Gosto refinado

Apreciador da boa mesa, grande conhecedor e empresário do mundo gourmet.

22/04/2016 17:56 / Por: Bianca Borges / Divulgação
Gosto refinado

É em uma agradável rua no bairro do Jardim Botânico, na zona sul do Rio de Janeiro, que funcionam o festejado restaurante Lorenzo Bistrô e, logo ali a poucos passos, o empório gourmet e delicatessen Casa Carandaí, uma espécie de vitrine para produtos nacionais e importados servidos no primeiro. Ambos estabelecimentos têm o selo de qualidade de seu proprietário, o restaurateur João Luiz Garcia, conhecido como Janjão, e já considerado uma referência em alta gastronomia na cidade. Carioca de 62 anos e muito ligado a tradições, o economista e advogado de formação (e também por imposição paterna), herdou da família sua ligação estreita com os prazeres da boa mesa.

Na sua casa, eram frequentes os encontros regados a vinhos e pratos que celebravam a reunião de amigos e familiares do advogado Pedro Garcia de Souza e Ana Maria Machado Bittencourt, uma dona de casa francófila assumida. “Tínhamos especial carinho pelos assados de vitelo e cordeiro – na época em que ainda não se encontrava isso no Rio. Trazíamos do Rio Grande do Sul e conseguíamos alguns vindos da Bocaina”, enumera, ao recuperar as lembranças das festas em família.
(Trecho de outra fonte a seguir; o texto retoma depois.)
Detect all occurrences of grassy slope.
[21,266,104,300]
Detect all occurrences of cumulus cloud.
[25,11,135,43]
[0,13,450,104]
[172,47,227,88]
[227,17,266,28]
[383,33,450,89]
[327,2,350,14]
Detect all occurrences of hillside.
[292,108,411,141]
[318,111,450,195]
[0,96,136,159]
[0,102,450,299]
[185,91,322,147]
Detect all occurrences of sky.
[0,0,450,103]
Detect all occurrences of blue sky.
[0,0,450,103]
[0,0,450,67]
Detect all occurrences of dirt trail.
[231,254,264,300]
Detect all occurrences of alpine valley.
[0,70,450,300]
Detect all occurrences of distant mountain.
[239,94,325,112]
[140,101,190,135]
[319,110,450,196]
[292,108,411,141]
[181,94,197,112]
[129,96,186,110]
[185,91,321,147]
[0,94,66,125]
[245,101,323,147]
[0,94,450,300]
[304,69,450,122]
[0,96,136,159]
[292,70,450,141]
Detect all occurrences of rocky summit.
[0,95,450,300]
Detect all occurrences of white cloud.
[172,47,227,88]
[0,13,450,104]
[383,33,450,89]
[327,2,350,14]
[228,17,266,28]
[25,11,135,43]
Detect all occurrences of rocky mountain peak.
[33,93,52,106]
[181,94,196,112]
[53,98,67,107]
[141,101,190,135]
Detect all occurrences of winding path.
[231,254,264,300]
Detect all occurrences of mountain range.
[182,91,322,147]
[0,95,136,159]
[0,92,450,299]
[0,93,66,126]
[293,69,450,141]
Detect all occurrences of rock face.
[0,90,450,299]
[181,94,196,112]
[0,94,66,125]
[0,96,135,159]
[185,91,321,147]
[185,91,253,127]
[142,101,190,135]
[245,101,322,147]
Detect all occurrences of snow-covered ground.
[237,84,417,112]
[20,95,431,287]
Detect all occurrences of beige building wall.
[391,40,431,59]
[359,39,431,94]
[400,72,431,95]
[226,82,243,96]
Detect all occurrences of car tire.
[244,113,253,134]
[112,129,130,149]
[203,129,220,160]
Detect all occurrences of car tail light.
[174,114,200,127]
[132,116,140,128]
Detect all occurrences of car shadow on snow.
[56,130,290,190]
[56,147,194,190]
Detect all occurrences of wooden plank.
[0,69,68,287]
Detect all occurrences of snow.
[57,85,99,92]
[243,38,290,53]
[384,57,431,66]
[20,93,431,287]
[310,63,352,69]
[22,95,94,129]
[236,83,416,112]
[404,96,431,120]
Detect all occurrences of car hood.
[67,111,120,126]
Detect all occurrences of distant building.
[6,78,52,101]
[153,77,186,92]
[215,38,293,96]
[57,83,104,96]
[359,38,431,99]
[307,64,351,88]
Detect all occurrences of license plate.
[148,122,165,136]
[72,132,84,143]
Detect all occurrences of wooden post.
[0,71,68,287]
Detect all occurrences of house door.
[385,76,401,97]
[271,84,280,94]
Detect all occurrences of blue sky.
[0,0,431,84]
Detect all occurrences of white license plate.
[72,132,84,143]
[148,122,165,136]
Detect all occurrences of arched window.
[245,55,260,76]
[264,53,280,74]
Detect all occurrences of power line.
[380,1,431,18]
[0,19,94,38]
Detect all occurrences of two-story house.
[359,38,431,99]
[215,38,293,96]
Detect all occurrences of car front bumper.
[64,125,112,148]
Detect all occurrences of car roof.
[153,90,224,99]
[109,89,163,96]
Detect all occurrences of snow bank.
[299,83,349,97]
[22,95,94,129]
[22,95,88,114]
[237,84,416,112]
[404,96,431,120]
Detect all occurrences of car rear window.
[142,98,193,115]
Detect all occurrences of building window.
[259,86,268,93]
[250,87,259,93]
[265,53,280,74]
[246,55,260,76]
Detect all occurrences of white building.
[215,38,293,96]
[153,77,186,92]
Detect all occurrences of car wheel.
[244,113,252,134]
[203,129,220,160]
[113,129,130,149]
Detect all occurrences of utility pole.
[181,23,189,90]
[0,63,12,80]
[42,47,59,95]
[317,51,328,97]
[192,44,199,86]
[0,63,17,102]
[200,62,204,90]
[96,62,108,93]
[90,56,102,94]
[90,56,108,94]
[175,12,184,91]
Nos bailes de carnaval promovidos na casa em Petrópolis, era possível contabilizar pelo menos 150 pessoas no salão – às seis horas da manhã, quando aqueles cerca de mil convidados da noite já haviam debandado.

Sua paixão por omeletes e ovos mexidos vem da tia Dulce, irmã de sua mãe, que ficou conhecida por fazer doces de ovos excepcionais. Os amigos e clientes estrangeiros de seu pai, advogado, ajudavam a trazer produtos vindos de fora do Rio até a residência dos Garcia. “Ele tinha amigos suecos e nórdicos da área de petróleo que facilitavam o acesso a salmão e ovas especiais. O mesmo vale para os alemães da indústria têxtil, que nos levavam aos melhores salsichões, salames e carnes curadas”, lista Janjão.

Ainda garoto, foi nomeado pelos colegas como o cozinheiro oficial do grupo nas escapadas para surfar em Saquarema. No local não havia praticamente nada na época e acabava sobrando pra ele, que sempre gostou de cozinhar, a missão de preparar a comida. Tempos depois, foi chamado para ser cozinheiro em regatas. Não só porque se entendia bem com as panelas, mas também – aliás, principalmente – porque sabia velejar e não sentia enjoos em alto-mar. “Devia ter ainda uns 15, 16 anos, quando comecei a trabalhar em regatas. Foi uma época de ouro e glamour das Yacht Racing. Eu levava muita coisa semipronta, como bacalhau desfiado, e fazia bastante massa e arroz, pois era necessário muito carboidrato. Uma de minhas primeiras experimentações foi usar o vinho para ajudar a conservar os alimentos por mais tempo”, recorda.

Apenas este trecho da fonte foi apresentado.